This is me in a dress I have no business wearing. It’s not the first time I’ve worn it, and it won’t be the last. I know it’s not flattering, but I don’t want you to say, “OMG, you look great!” I don’t want you to say, “Good for you!” I want you to know why I’m wearing a dress I have no business wearing.
I took this picture two days ago. I was one-and-a-half-proseccos deep during a girls’ weekend with my best friend and we were on our way to a nice dinner. Someone could say that I look a little pregnant in it because of, you know, that part sticking out in the front. I do look a little pregnant. That’s fine. Once upon a time, I grew two babies in that part sticking out in the front, but I assure you, now it’s just where I keep my cheeseburgers and sauvignon blanc.
I bought this dress for a trip my husband and I took in July. When I tried it on I knew the dress wasn’t made for my 5-foot-2, 160-pound body, but I felt great in it. I don’t know why. I just did. I’m not known to wear form-fitting clothes. At all. But I wanted it, so I bought it. And I was proud of myself for it.

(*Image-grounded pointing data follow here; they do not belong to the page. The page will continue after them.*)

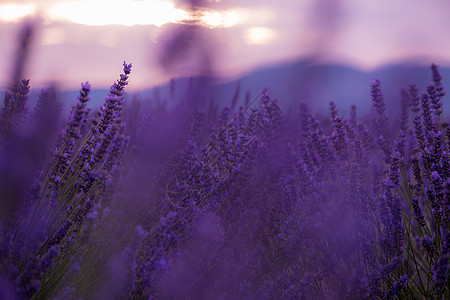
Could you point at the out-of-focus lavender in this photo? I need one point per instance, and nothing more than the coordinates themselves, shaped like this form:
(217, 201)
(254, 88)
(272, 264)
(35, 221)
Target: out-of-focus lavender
(246, 201)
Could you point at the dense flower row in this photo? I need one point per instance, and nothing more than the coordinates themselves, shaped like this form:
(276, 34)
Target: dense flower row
(237, 203)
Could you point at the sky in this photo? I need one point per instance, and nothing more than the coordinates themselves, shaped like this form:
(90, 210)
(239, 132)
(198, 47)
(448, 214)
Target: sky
(79, 40)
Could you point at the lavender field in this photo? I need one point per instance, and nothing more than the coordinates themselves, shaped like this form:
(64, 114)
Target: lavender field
(201, 200)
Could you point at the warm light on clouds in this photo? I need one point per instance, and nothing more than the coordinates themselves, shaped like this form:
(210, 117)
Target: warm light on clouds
(220, 19)
(11, 12)
(118, 12)
(259, 35)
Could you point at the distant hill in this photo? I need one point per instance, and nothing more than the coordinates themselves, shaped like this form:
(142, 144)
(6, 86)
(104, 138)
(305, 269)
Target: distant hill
(290, 83)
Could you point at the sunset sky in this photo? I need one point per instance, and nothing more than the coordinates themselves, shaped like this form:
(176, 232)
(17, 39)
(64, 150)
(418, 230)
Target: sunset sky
(89, 40)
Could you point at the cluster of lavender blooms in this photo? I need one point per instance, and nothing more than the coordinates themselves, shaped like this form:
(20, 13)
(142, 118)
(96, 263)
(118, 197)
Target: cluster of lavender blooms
(241, 202)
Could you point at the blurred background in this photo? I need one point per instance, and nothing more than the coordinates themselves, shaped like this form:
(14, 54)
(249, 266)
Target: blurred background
(314, 50)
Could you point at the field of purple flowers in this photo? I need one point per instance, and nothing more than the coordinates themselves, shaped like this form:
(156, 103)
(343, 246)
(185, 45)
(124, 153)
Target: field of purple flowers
(136, 201)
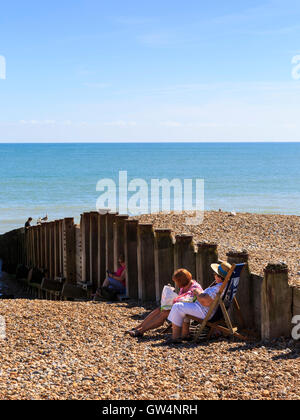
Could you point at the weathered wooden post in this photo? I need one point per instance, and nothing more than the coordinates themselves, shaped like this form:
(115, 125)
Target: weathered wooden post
(56, 249)
(207, 254)
(185, 256)
(30, 246)
(51, 250)
(109, 235)
(256, 290)
(164, 260)
(47, 246)
(78, 254)
(276, 302)
(132, 289)
(85, 243)
(119, 238)
(34, 243)
(43, 245)
(146, 270)
(101, 248)
(39, 256)
(296, 301)
(94, 249)
(61, 248)
(69, 250)
(244, 296)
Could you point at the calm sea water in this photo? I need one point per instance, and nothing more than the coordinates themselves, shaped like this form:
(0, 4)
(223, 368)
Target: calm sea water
(60, 179)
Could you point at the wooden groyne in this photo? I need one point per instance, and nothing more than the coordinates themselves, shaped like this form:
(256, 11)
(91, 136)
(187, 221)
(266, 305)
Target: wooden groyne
(81, 254)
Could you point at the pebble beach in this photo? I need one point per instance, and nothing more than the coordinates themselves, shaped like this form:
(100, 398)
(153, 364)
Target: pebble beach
(267, 238)
(75, 350)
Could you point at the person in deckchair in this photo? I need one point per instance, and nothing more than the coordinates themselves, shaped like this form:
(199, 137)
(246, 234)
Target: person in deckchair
(184, 281)
(115, 282)
(199, 308)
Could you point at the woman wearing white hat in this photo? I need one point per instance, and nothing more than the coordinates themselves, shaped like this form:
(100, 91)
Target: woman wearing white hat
(199, 308)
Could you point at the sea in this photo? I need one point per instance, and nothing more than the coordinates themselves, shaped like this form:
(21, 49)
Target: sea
(60, 180)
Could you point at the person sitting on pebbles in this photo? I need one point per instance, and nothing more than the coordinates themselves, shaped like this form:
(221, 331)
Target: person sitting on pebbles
(114, 281)
(184, 281)
(199, 308)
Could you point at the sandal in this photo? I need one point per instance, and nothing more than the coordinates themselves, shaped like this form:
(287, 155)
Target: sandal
(135, 333)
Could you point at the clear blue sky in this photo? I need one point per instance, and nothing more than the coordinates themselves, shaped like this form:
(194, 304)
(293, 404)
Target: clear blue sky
(128, 70)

The truth is, I’m the heaviest I’ve ever been, other than when I was pregnant. Another truth is that I’ve always struggled with my weight, and if you’ve ever struggled with your weight, you know it’s not a physical struggle. It’s about how you see yourself and how you speak to yourself in your mind. After 40 years of telling myself I have no business wearing things I want to wear, I’ve decided to change the subject. I’ve decided to start being kind to myself.
I’m a work-from-home mom. I make my own schedule. I could spend two hours a day at the gym if I wanted to. I could run from here to Manhattan and back if I set my mind to it. The thing is, my mind is elsewhere. Right now, I’m in the business of keeping my shit together. I’m in the business of raising loving children. I’m in the business of maintaining healthy friendships. I’m in the business of having a happy marriage.
For 40 years, I’ve stood in the mirror and compared how I look to how I think I should look. And it’s exhausting. Now, in an ugly world where I have so many other, more important things to worry about, I’m hitting that red “Decline” button when the self-doubt calls start pouring it. I don’t want to do it anymore. I want to be in the business of loving myself. It’s as simple as that.
I’m not saying I’m giving up. I’ll still try to get healthy, here and there. I’m just taking a break from beating myself up. I’m muting the negative things I say to myself, because as it turns out, I care way more about my own comments than anyone else’s.
So here’s the thing: If I can put on a dress I have no business wearing to go out with my husband or to go to a fancy dinner at a nice restaurant with my best friend because it makes me feel good, you can too. And if I’m putting this picture online for thousands of people to see, well, then you can certainly wear a dress you have no business wearing to a barbecue this weekend.
If the hard part is talking yourself into it, tell yourself life’s too short to worry about things you have no business wearing.